100 Year Old China (and other heirlooms to use)

There are attics and basements everywhere filled with unique treasures.  Grandmother’s china, photographs, clothing, old aprons, beautiful linens, scrumptious cookbooks.

I have been collecting aprons for years now and friends have gifted me with hand sewn beauties that belonged to their grandmothers.  I have Doug’s grandma’s old, old, china.  I have fabulous old cookbooks.  I have things that I do not want to get ruined.


I think many people do not want to use their old treasures for fear of ruining them.  I understand.  I am saddened that some of my old apron pockets are ripping off along with the material they are attached to because I wear aprons every day and especially to the farmer’s market where I keep everything in my apron pockets.  I do not want any of our heirloom dishes to be broken.  They are truly irreplaceable.  I don’t like that the pages are falling out of my old cookbooks.  I don’t want any of my vintage items to be destroyed.  I do not want to keep them in a box to keep safe either though.  What would be the good of that?

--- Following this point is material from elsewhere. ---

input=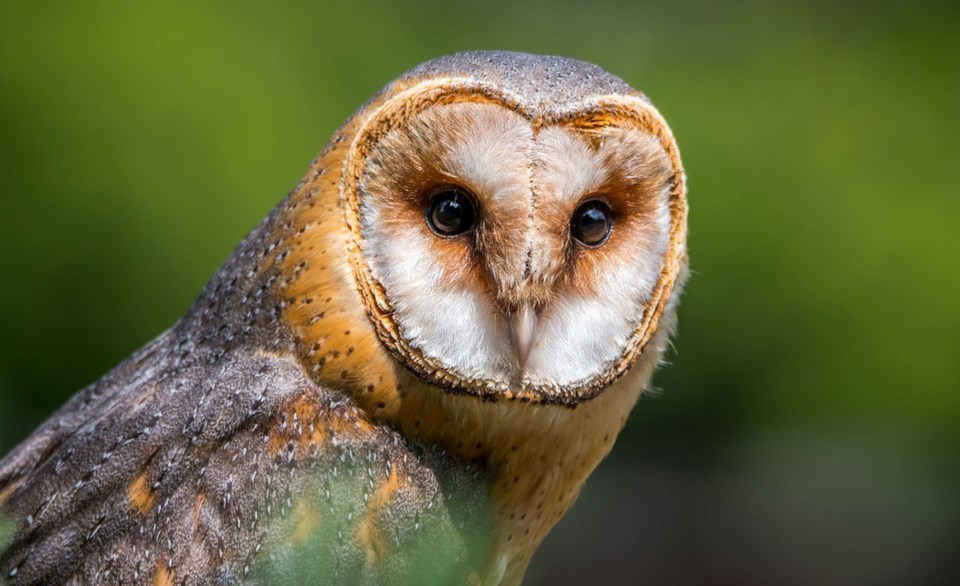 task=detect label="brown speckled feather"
[0,208,486,585]
[0,52,686,586]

What is the point of having things if you don’t use them?  My grandmother has closets and closets of dolls she paid hundreds of dollars for that were supposed to be worth thousands now.  They are not.  My mother-in-law gave me a box of towels from the May Company from the early 60’s with the tags still attached.  Why?  They don’t look so pretty now but we are using and loving them!  Things are meant to be used.  They will either waste away unappreciated and unloved in a box or can be part of a busy family’s lovely day to day living.  Material things may not be important but they do add or subtract from one’s atmosphere and living among beautiful and practical items does make life nicer.

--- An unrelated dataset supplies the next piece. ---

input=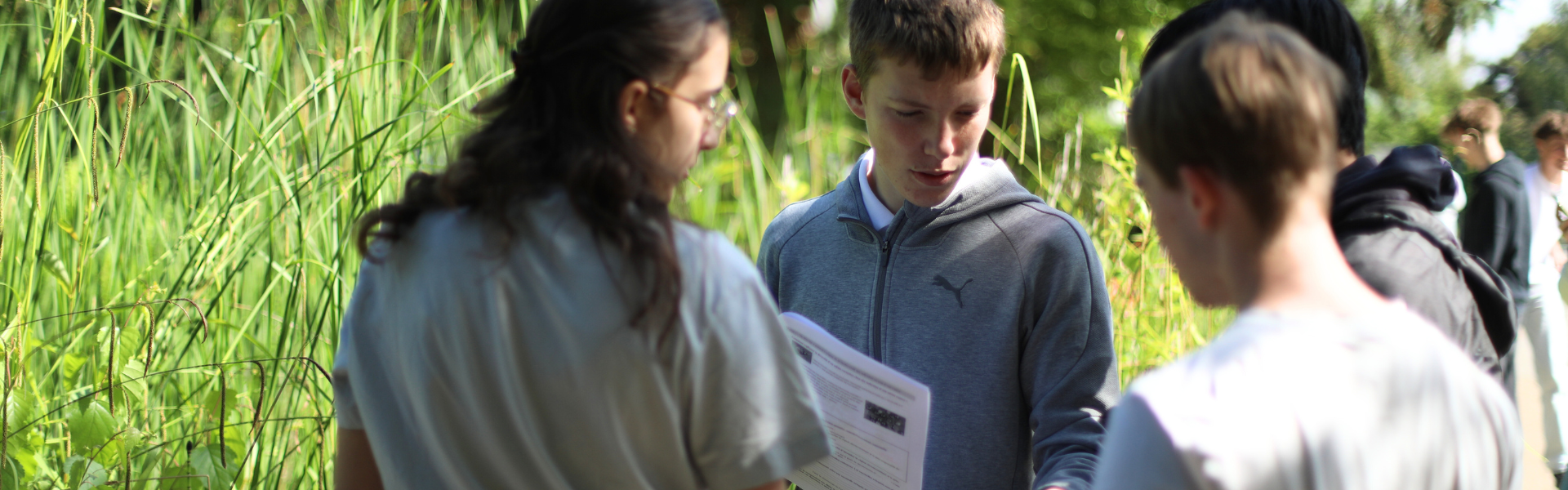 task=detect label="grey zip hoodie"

If you don’t use it or don’t love it, pitch it.  Give it away.  If you love it, even if you don’t want it to be ruined, get it out and use it.  Love it.  Enjoy it.  Crystal dishes for breakfast.  An old tablecloth on the family table.  Don an old apron.  Honor the person who made it or bought it by enjoying it.  Heirlooms are meant to be seen and used!

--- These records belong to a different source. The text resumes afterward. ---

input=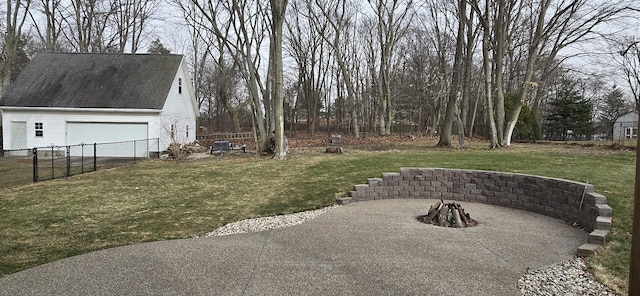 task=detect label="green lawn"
[0,142,635,292]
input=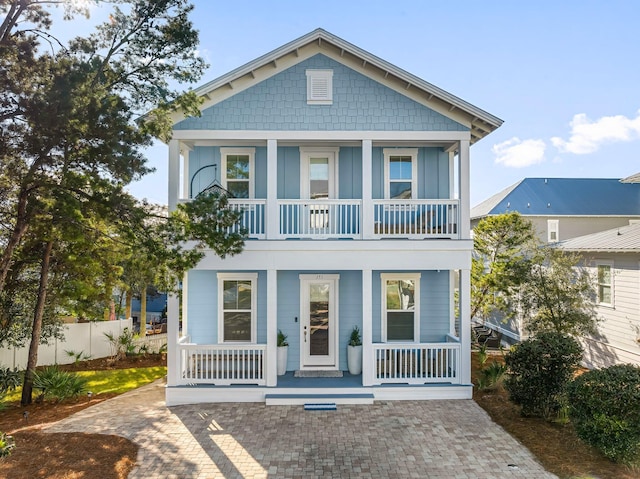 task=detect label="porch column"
[458,140,471,239]
[265,140,280,239]
[362,269,373,386]
[265,269,278,386]
[460,269,471,384]
[167,140,180,213]
[166,293,180,386]
[360,140,373,239]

Katie Lynn Sanders is the author of seven books, has been a speaker on sustainable living, and loves all things wine, regenerative agriculture, homesteading, travel, food, arts, crafts, books, and finding enchantment and inspiration in the smallest things. She lives on a one acre farm and vineyard, Pumpkin Hollow Farm, with her husband, fourteen chickens, three ducks, a giant Pyrenees, two goats, five cats, and visiting children and grandchildren in southern Colorado.

2 thoughts on “100 Year Old China (and other heirlooms to use)

  1. Collecting and keeping stuff must be genetic because my grandmother and mother were collectors and keepers too. I’m trying to break the cycle by using what I have or getting rid of it.